Una portavoz de la Policía Regional de Peel dijo que el servicio planeaba responder a las quejas sobre violaciones de la orden, pero que no detendría a los conductores y peatones para ver hacia dónde se dirigen.

“Será en su mayor parte respondiendo a las llamadas”, Const. Sarah Patten dijo en un comunicado.

El jefe de policía de Toronto dijo que su fuerza daría a conocer más detalles más tarde y pidió a los residentes que hicieran su parte y se quedaran en casa. 

El gobierno emitió una alerta de emergencia a teléfonos celulares, radios y televisores el jueves por la mañana para informar a los residentes que la orden estaba en vigor. 

El mensaje pedía a las personas que solo abandonaran sus hogares para fines esenciales. La provincia ha dicho, sin embargo, que no existe una definición fija de lo que es “esencial” porque cada uno tiene sus propias circunstancias únicas.

La líder del NDP Andrea Horwath calificó la orden como una “medida a medias” que ha confundido a la gente.

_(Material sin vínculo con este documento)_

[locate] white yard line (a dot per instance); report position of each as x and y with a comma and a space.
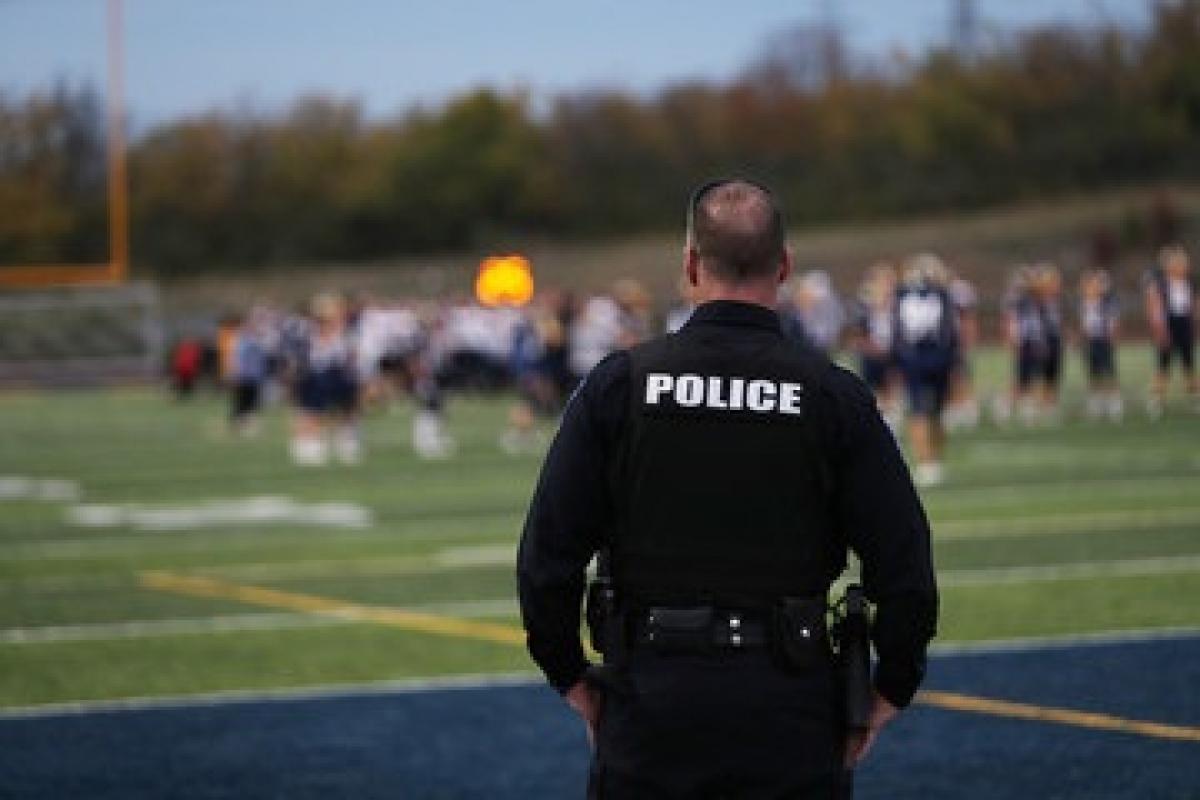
499, 680
1065, 641
153, 627
232, 697
1065, 523
232, 623
1069, 571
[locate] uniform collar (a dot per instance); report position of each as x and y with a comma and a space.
732, 312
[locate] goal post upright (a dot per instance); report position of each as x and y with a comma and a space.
117, 269
118, 172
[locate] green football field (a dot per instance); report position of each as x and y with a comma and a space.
147, 552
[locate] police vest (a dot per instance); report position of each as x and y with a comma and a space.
723, 486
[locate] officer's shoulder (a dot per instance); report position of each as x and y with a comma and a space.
611, 372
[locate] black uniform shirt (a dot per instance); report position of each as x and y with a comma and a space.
876, 511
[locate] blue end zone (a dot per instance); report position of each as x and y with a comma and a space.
520, 741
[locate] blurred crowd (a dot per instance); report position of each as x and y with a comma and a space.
911, 326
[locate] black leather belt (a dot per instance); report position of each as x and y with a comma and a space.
701, 629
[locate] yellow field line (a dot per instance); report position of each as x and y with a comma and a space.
955, 702
451, 626
408, 620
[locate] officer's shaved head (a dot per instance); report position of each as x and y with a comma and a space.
736, 230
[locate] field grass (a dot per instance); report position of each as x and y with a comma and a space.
1041, 531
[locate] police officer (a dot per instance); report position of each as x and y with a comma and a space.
724, 471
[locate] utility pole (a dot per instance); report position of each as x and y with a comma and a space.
118, 173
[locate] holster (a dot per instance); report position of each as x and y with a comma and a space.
604, 620
852, 636
799, 635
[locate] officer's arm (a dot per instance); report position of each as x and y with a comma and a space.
569, 519
879, 512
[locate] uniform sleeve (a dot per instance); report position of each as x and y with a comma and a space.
880, 515
569, 519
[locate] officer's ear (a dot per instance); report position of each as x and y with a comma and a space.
691, 265
785, 266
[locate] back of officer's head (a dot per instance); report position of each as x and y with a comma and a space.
737, 233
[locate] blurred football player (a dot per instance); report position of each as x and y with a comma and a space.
811, 312
327, 389
874, 316
1170, 295
1098, 320
925, 343
1035, 336
963, 407
249, 372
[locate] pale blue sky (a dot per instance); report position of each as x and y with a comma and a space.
185, 56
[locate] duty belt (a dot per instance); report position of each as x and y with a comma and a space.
700, 629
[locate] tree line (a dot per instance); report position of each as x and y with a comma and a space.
1033, 112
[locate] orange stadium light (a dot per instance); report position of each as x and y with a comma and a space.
504, 281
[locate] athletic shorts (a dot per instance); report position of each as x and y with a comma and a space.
876, 371
1181, 344
246, 398
927, 391
329, 390
1031, 361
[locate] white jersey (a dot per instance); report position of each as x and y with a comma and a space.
595, 334
474, 329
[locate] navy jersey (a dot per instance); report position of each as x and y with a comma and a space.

“Todos los habitantes de Ontario deben hacer su parte para detener la propagación del COVID, pero no podemos tener éxito si el gobierno de Ford continúa reteniendo apoyos significativos y, en cambio, solo ofrece una orden de quedarse en casa plagada de lagunas y exenciones contradictorias”. ella dijo.

En Toronto, Kristen Bones estaba en una pista de patinaje al aire libre para hacer algo de ejercicio al mediodía el primer día de la nueva orden y dijo que aún no tenía clara la nueva medida.

“Realmente no sabes cuáles son las restricciones. Es un poco confuso para nosotros ”, dijo.

Bones dijo que la falta de claridad también es difícil para su hijo, que es hijo único, y quiere pasar tiempo con su pequeño grupo de amigos.

“Mi hijo es un niño sociable, es un niño activo, y como que les han quitado todo”, dijo.

Mientras tanto, el gobierno dijo que planeó un bombardeo de inspección de los grandes minoristas durante el fin de semana para asegurarse de que cumplieran con las normas de salud pública. 

El ministro de Trabajo, Monte McNaughton, dijo que 50 inspectores visitarán las tiendas en el área metropolitana de Toronto y Hamilton y, por primera vez, se les permitirá emitir boletos para los clientes de las tiendas.

“Los inspectores ahora también tendrán mayores poderes”, dijo. “No estamos tratando de castigar a nadie, pero los casos siguen aumentando. Todos tenemos que hacerlo aún mejor”.

McNaughton dijo que los inspectores tendrán el poder de emitir multas de hasta $ 750 a cualquier persona que no siga las reglas de salud pública, incluidos los supervisores de tiendas, trabajadores y clientes.

Dijo que se enfocarán en garantizar que los empleados y clientes usen máscaras, mantengan la distancia física y sigan las pautas de seguridad.

Los inspectores también tendrán la autoridad para cerrar temporalmente un local y dispersar grupos de más de cinco personas, dijo.

Ontario informó el jueves 3326 nuevos casos de COVID-19 y 62 muertes más relacionadas con el virus.

La ministra de Salud, Christine Elliott, dijo que hubo 968 casos nuevos en Toronto, 572 en la región de Peel y 357 en la región de York.